This was the IRFU’s version of ‘The Decision’, the live TV broadcast of basketball super-star Le Bron James’ decision to “take his talents” from his home-town of Cleveland to Miami in 2010.
A conference room full of expectant journalists might have lacked the glitz of that production, but on the eve of the summer tour to Australia Joey Carbery arrived with news of his move to Munster.
“I’ve decided to go down to Munster,” he said as an opener.
“It’s been a tough few weeks, my head’s been a bit fried, trying to get all my cards on the table. I’ve had the help of some really good advisors, giving me confidence, telling me a few things.
“I’m really excited by the opportunity, it’s obviously extremely tough to be leaving Leinster, all my friends, all my mates. But I’m looking forward to the opportunity and I feel that a really good thing could come from it.”

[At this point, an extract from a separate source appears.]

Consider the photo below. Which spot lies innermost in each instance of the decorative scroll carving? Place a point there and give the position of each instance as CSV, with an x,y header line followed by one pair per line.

Thus ended one of the longest transfer sagas of its kind in Irish rugby, one which the player openly conceded gave him and his father, Joey Sr, “sleepless nights”.
The weight of the world has been on the 22-year-old’s shoulders for a number of weeks now and, while he spoke of his excitement at the next stage of his burgeoning career, it was apparent that it hasn’t quite lifted yet.

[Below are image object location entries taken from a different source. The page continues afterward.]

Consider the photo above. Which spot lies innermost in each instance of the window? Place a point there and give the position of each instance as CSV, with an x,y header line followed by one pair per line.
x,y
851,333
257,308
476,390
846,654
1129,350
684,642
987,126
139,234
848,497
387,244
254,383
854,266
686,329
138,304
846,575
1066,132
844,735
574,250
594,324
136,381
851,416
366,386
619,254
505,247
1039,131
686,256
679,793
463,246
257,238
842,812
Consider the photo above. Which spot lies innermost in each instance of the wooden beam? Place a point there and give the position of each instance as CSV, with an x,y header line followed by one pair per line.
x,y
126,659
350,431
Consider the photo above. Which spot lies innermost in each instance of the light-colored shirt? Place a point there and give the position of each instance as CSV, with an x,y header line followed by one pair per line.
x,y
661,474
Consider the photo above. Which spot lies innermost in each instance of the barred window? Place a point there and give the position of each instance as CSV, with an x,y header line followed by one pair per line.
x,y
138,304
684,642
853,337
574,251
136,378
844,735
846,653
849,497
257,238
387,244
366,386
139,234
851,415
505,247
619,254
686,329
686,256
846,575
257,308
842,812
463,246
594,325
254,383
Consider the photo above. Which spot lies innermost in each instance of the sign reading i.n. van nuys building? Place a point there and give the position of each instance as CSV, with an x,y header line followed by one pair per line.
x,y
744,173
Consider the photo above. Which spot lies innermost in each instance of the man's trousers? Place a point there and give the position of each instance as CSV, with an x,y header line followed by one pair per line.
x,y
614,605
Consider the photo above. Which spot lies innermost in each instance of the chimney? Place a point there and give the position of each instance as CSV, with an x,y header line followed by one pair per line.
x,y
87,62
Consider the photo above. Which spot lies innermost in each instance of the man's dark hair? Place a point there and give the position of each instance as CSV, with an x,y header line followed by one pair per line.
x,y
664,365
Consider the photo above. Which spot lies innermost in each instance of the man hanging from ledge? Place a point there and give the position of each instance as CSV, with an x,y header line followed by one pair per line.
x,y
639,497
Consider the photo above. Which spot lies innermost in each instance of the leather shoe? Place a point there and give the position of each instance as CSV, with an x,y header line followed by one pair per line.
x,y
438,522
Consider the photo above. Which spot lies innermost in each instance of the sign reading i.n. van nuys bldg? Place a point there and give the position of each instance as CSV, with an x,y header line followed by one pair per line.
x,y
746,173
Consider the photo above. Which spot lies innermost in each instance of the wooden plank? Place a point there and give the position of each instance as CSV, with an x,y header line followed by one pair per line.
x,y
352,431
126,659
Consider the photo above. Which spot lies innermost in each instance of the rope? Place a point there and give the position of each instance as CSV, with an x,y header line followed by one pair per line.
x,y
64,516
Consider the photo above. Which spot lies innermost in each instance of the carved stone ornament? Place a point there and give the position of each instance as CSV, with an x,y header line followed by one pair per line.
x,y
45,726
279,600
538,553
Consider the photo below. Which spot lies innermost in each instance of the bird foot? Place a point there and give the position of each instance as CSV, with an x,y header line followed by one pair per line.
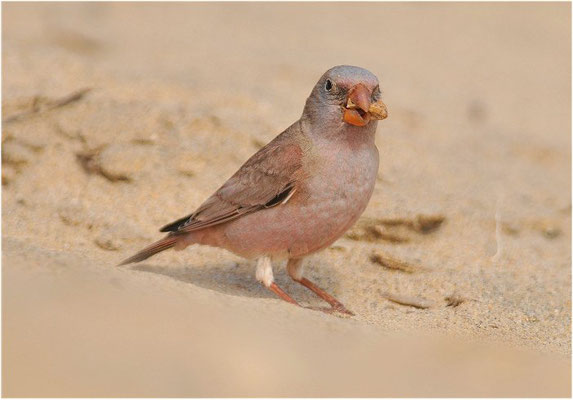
x,y
332,310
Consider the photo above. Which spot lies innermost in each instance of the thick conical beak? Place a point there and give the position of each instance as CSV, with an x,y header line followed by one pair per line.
x,y
359,97
359,108
378,110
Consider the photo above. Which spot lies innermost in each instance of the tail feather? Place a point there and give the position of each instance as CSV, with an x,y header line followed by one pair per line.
x,y
154,248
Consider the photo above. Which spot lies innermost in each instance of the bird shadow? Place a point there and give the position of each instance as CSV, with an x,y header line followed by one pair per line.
x,y
236,279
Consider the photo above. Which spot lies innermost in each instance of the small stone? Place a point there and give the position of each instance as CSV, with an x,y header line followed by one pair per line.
x,y
122,162
428,223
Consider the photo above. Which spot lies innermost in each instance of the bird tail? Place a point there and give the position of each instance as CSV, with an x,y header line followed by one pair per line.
x,y
154,248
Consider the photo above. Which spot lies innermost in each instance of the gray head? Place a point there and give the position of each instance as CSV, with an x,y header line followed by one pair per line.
x,y
345,96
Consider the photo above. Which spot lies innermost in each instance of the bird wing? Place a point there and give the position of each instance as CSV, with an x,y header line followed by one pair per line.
x,y
267,179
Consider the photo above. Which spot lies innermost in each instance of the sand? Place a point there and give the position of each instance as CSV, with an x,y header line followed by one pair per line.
x,y
475,303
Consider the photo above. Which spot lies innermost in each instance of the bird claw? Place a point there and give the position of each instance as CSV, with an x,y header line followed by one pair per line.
x,y
331,310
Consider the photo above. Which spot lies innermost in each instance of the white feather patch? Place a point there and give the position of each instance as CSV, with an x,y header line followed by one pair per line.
x,y
265,271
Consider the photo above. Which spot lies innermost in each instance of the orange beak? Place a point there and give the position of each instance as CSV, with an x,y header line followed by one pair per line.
x,y
359,108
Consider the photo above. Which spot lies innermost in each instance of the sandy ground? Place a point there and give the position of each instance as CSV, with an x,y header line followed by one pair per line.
x,y
181,94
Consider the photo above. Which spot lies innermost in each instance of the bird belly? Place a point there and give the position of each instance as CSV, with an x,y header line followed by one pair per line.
x,y
325,207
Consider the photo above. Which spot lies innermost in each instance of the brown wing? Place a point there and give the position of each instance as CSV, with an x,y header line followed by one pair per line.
x,y
264,181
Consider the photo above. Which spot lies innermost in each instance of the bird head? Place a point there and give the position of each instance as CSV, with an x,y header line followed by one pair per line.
x,y
346,94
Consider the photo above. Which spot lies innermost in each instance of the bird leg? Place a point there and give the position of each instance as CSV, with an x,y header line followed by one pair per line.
x,y
265,276
294,269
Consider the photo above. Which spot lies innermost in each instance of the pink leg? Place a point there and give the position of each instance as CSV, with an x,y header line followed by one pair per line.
x,y
281,293
294,269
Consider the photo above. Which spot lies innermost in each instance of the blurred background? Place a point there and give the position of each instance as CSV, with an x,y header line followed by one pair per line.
x,y
120,117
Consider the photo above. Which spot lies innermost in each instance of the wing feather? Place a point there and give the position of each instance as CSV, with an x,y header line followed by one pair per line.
x,y
268,178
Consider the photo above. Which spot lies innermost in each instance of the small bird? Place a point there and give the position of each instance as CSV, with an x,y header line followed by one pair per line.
x,y
301,191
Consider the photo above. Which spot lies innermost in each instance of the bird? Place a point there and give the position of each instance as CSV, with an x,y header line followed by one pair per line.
x,y
300,192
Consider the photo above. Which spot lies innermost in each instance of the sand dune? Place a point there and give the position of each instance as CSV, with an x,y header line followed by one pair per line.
x,y
478,141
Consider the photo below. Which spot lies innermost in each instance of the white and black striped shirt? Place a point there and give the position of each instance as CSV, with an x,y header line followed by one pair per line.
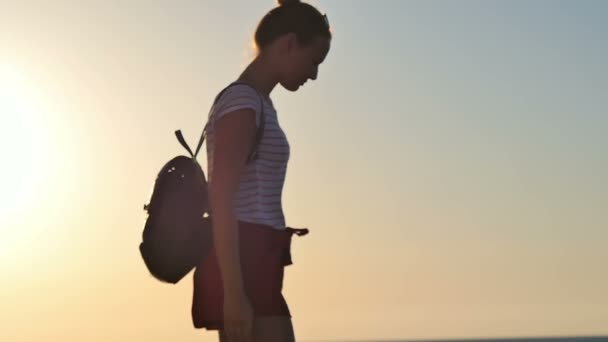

He has put his international future first.
Despite his protestation that he didn’t have much of a role in the youngster’s decision, it is a result that suits Joe Schmidt down to the ground, while Munster will welcome one of the most talented players the prodigious Leinster academy has produced in some time with open arms.
His home province aren’t happy, and Carbery moves with a tinge of sadness, while retaining an open mind.
The summer tour will see him afforded game-time to show his wares and, by pre-season, he will be fully on board with his new club.
“It’s still pretty new to me,” he said when asked if he is comfortable with his decision. “This whole thing has come up pretty quickly. I do feel comfortable that I’ve made this decision and I can get on with it now, and it will get easier with time.
“It’s still quite raw at the moment but I’m happy that I made the right decision.
“I came to the decision properly yesterday (Wednesday). It’s been within my gut for the last few days but I wanted to be with my family when I made the decision and I wanted them to be the first ones, so I did that just before coming into camp yesterday.
“I wanted to get this decision made and out there before leaving (for Australia) for my own mental state. I can just get it out there and move on with things.
“It’s been tough. It’s been a tough four or five weeks, especially with the magnitude of the games that I’ve been playing in and then having to get all my detail right during the week while there’s so much other stuff going on and in my mind.
“I’m glad I’m on the other side of it.”
When it came down to it, the idea of being a starting No 10 was at the heart of Carbery’s call.
“The game time, getting more of an influence at No 10 maybe, that’s the big one,” he said. “I know people down there too, they’ll make things more easy. Just getting to play more regularly is the main one. It’s purely a rugby-based decision. I’m excited for the opportunity.”
Schmidt and David Nucifora initially ignited the idea of moving for more game-time when they came and met both Carbery and Ross Byrne with a view to one of them moving to Ulster and, while that didn’t materialise, the seed was planted in the Athy man’s head.
He later met the Ireland coach with his father for further advice, before sitting down with Johann van Graan to discuss his plans.
“Leinster have got me to a stage now where I feel like I’m just about ready,” he said. “Now I need to go out and develop even more now. I’ll always have a huge part of Leinster in me for that.
“But I suppose it was all a self-based decision with my dad being my closest advisor. I’ve been chatting to him a lot and he’s had a few sleepless nights as well as I have.
“It’s purely based on the opportunity of playing 10. That’s what it came down to, and going out of my comfort zone I suppose is going to be pretty tricky.
“Joe wouldn’t have told me what to do. He was more as an adviser. I contacted him as regards meeting up and I’m sure you guys saw that picture.
“So it was more to get his opinion because me and my dad had never gone through anything like this and Joe has been in the professional game for a long enough time that he’d know. It was good to get his insight on it.
“I met up with (van Graan) and he’s a really good guy. I felt like I connected with him and he seemed like a really honest guy, which I like; someone I can go to, especially if I’m living away.”
Asked if he would be staying in Leinster in an ideal world, Carbery said: “An ideal world would be that I’d be the best No 10 in the world, didn’t have to train – a lot of different things. I don’t know. My friends live in Leinster, all my friends, my girlfriend, are all living in Leinster. That’s the tough part, but this decision was purely based on rugby.”